Pour les déchets, ces provisions dépendent aussi de beaucoup de paramètres relatifs à l’évolution future du cycle, et sur lesquels la cours des compte encourage à des éclaircissements :
- quelles futures technologies déployées ? EPR "moxé" ? IVeme génération ?
- quels stratégie pour la fermetures des centrales de la première génération ? Les centrales 900MW moxées qui permettent un certain recyclage sont aussi les plus anciennes,
- Quelles évolutions de la classification des substances radioactives ? elle détermine les traitements associés à une substance donnée.
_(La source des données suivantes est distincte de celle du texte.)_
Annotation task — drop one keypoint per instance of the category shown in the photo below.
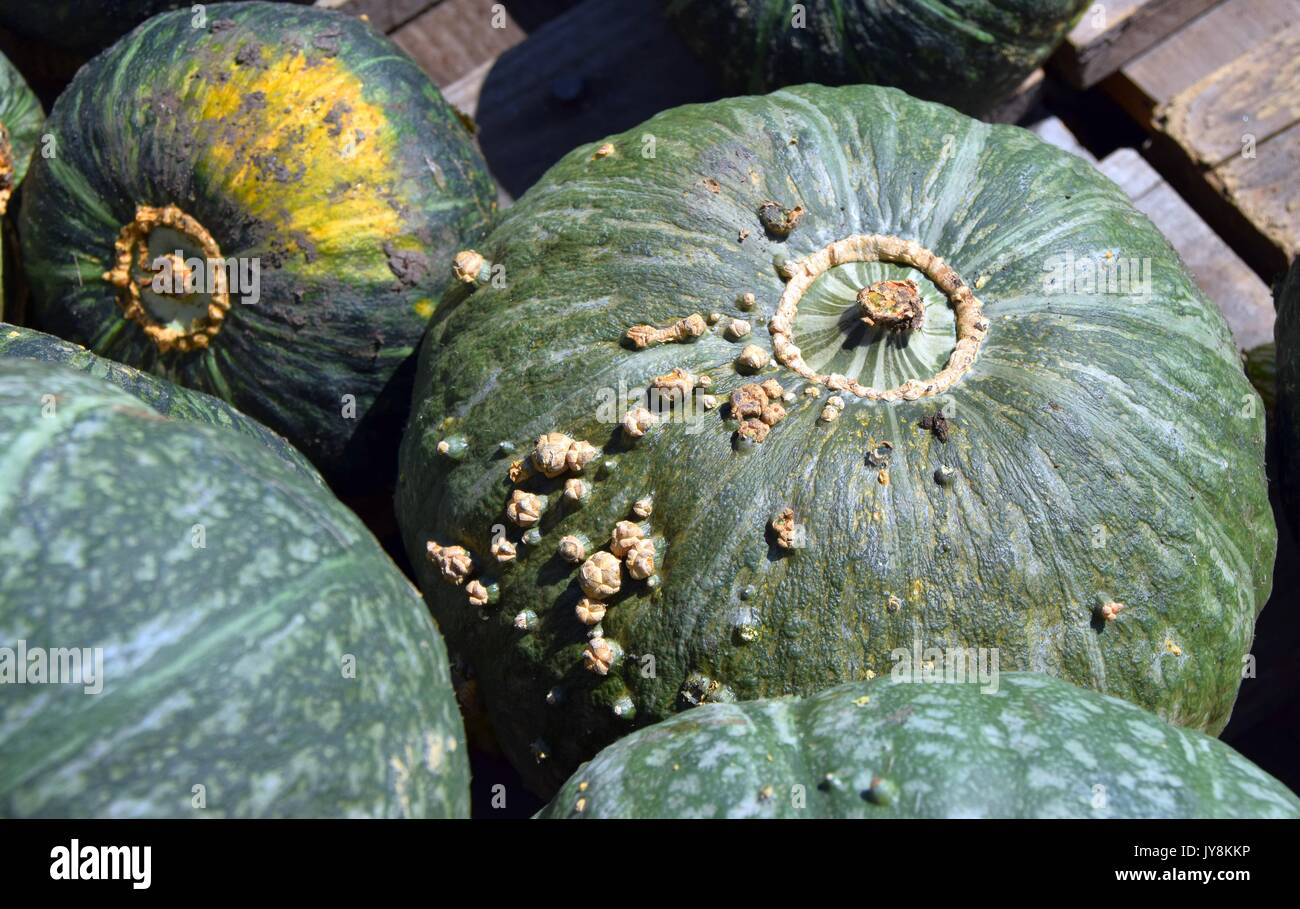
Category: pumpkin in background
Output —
(970, 53)
(86, 25)
(295, 142)
(1261, 368)
(1286, 333)
(649, 471)
(164, 397)
(1025, 747)
(256, 641)
(20, 125)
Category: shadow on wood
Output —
(598, 69)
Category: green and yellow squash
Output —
(90, 25)
(20, 125)
(194, 628)
(969, 53)
(1019, 745)
(307, 154)
(164, 397)
(776, 385)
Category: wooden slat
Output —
(1214, 39)
(384, 14)
(456, 35)
(1256, 95)
(1265, 190)
(1112, 34)
(598, 69)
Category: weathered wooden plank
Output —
(384, 14)
(599, 68)
(456, 35)
(1238, 105)
(1214, 39)
(1110, 34)
(1266, 191)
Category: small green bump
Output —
(883, 792)
(625, 709)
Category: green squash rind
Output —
(1286, 333)
(1030, 747)
(160, 394)
(302, 139)
(21, 116)
(285, 665)
(967, 53)
(1104, 446)
(87, 25)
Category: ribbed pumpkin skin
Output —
(299, 138)
(969, 53)
(1286, 333)
(85, 25)
(21, 117)
(225, 663)
(1035, 748)
(164, 397)
(1105, 446)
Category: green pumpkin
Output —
(87, 25)
(1032, 451)
(260, 654)
(160, 394)
(1025, 747)
(20, 124)
(969, 53)
(1261, 368)
(1286, 333)
(297, 142)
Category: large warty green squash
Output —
(248, 648)
(1021, 745)
(20, 124)
(670, 461)
(297, 143)
(969, 53)
(1286, 333)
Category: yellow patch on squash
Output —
(332, 147)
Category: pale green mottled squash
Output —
(1104, 447)
(1026, 747)
(304, 147)
(261, 656)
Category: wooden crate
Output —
(1110, 34)
(1221, 98)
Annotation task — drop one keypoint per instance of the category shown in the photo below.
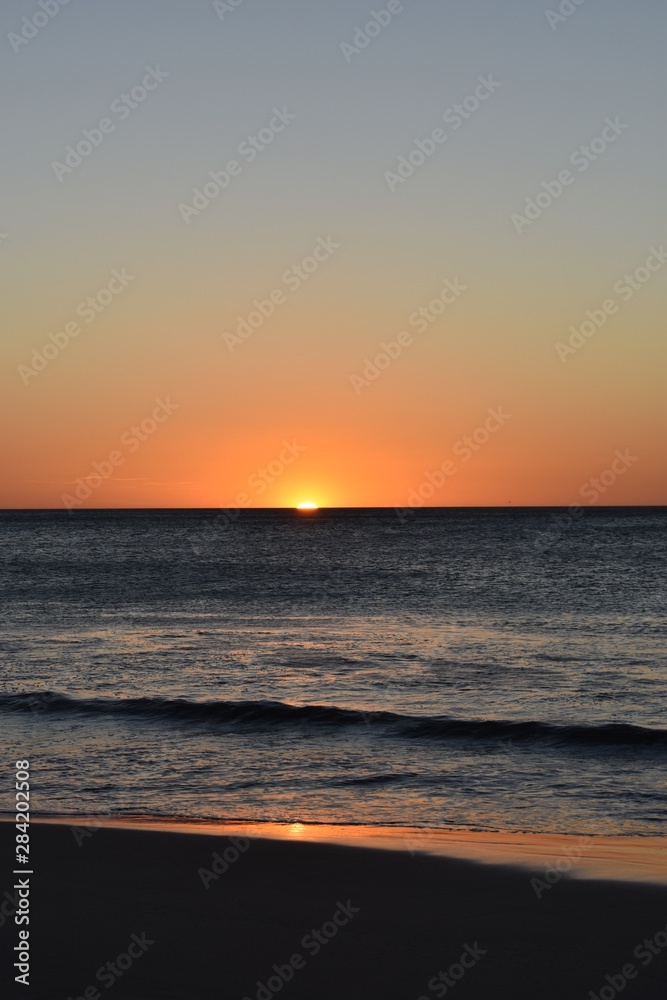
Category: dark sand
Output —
(416, 915)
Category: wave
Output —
(273, 714)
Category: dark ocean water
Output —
(487, 669)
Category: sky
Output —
(255, 253)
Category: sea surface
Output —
(460, 668)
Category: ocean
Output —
(476, 669)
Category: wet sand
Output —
(166, 914)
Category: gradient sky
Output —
(323, 176)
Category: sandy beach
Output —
(159, 914)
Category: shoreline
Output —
(170, 914)
(587, 856)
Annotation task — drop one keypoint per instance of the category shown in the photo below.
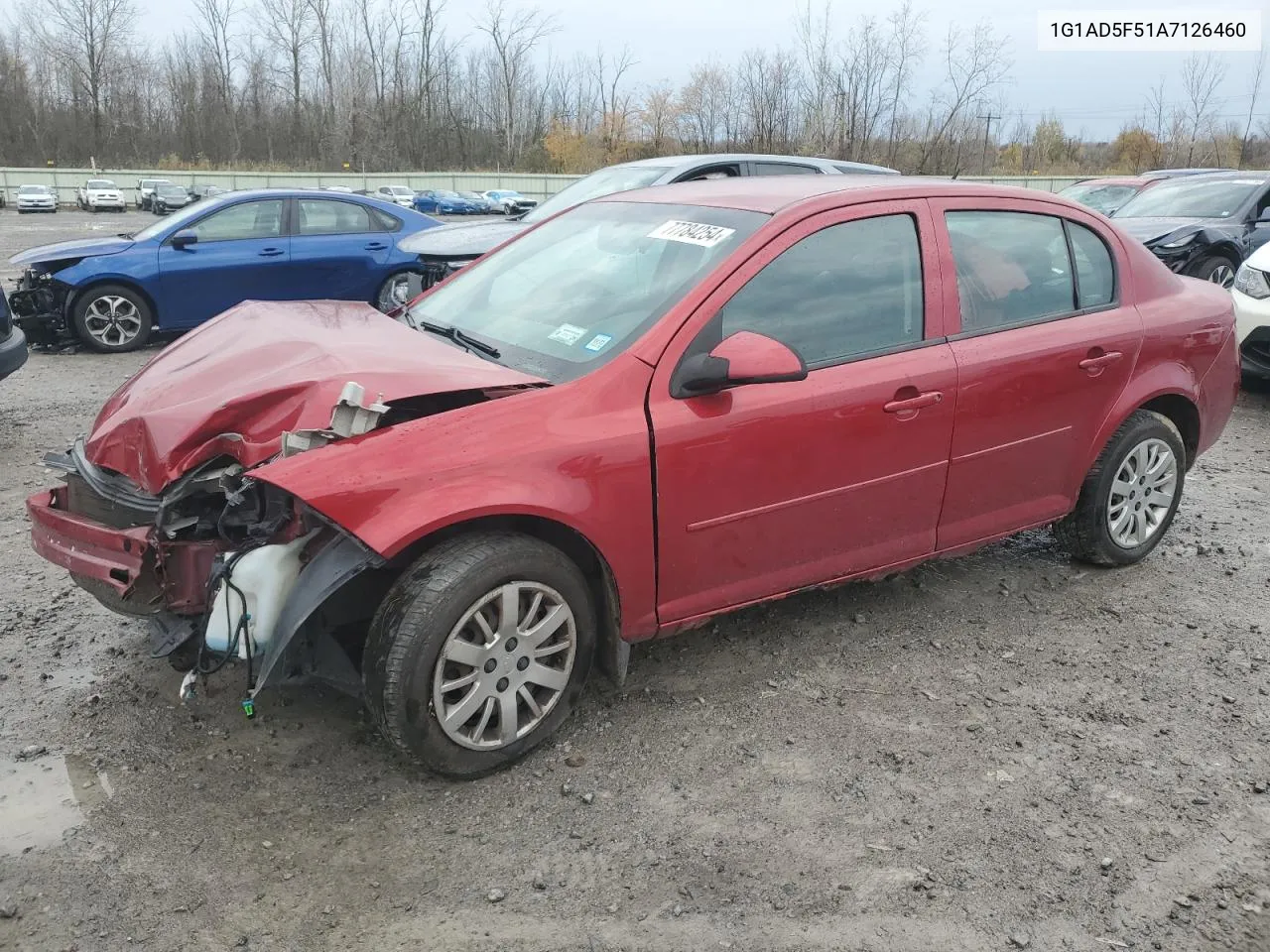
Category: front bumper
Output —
(123, 567)
(13, 352)
(1252, 330)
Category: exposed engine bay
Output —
(226, 566)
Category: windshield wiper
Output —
(458, 336)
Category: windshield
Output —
(1192, 198)
(606, 181)
(578, 291)
(1100, 198)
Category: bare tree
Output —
(82, 36)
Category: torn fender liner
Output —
(341, 560)
(234, 385)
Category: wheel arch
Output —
(122, 281)
(611, 651)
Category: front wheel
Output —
(112, 318)
(1216, 270)
(1130, 494)
(479, 653)
(399, 290)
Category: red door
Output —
(767, 488)
(1037, 373)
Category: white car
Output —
(1251, 294)
(96, 194)
(36, 198)
(398, 194)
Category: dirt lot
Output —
(1006, 751)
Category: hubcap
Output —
(504, 665)
(1223, 275)
(112, 320)
(1142, 493)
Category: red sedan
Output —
(645, 412)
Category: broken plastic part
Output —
(352, 416)
(189, 684)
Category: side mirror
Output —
(742, 358)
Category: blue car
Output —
(264, 245)
(437, 202)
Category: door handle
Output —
(911, 405)
(1097, 361)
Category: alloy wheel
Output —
(1142, 493)
(112, 320)
(1223, 275)
(504, 665)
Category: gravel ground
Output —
(1000, 752)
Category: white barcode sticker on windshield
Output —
(693, 232)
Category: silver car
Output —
(36, 198)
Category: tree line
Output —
(403, 85)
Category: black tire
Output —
(1213, 266)
(1084, 532)
(417, 617)
(414, 280)
(80, 316)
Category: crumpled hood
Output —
(79, 248)
(1148, 230)
(236, 384)
(461, 239)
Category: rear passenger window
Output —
(1011, 268)
(1095, 277)
(325, 216)
(846, 291)
(784, 169)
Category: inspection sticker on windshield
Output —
(598, 343)
(691, 232)
(567, 334)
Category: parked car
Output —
(398, 194)
(451, 246)
(944, 363)
(1205, 225)
(1178, 173)
(13, 343)
(199, 191)
(480, 204)
(1106, 194)
(1251, 294)
(169, 198)
(509, 202)
(36, 198)
(112, 294)
(98, 194)
(146, 189)
(441, 202)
Annexe 3-b. Coûts d’un accident nucléaire majeur
A l’heure actuelle, les coûts liés à une assurance vis à vis d’un éventuel accident ne sont pas vraiment intégrés puisque l’assurance correspondante est plafonnée. Une évaluation est proposée par l’IRSN, pour un coût de 420 Mds d’€ dans le cas d’un accident majeur en France. Une autre étude donne un coût de 120 Mds d’€ (celle utilisée par la cours des comptes dans ses arpports). Il semble très léger de vouloir associer une probabilité à ce type d’évenement, mais on peut par exemple dire que 400 GW de nucléaire ont été installé dans le monde avec une durée moyenne de fonctionnement autour de 30 ans. Cela a conduit à deux accidents majeurs, ce qui indique d’affecter au coût d’un accident majeur un poids de $1.6*10^{-10}/kW/an$, c’est à dire 70 €/kW/an. Cette évaluation ne tient pas compte du fonctionnement d’une assurance, et du placement de l’argent cotisé qui pourrait être fait et qui pourrait faire beaucoup baisser cette valeur. C’est ce qui est fait dans [CDC2014] et qui donne lieu à des sommes négligeables, au pire quelques €/MWh. La détermination de ce poid et du coût associé soulève beaucoup de questions, le rapport de la cours des compte propose une autre approche avec un poids de 1 sur tout le parc français et un coût de 120 Mds d’€. La lecture du livre de Jean-Pierre Dupuy “Pour un catastrophisme éclairé” est intéressante sur le sujet grand coût/petit poids, elle préfigure la notion de signe noir développée plus tard dans la monde de la finance. Quoi qu’il en soit, le coût de l’assurance n’est pas à l’origine d’une explosion des coûts, et même si il n’est pas non plus négligeable nous n’en tiendrons pas compte ici. Notons tout de même que ramener ce coût à un simple coût économique nous semble être une approche limitée.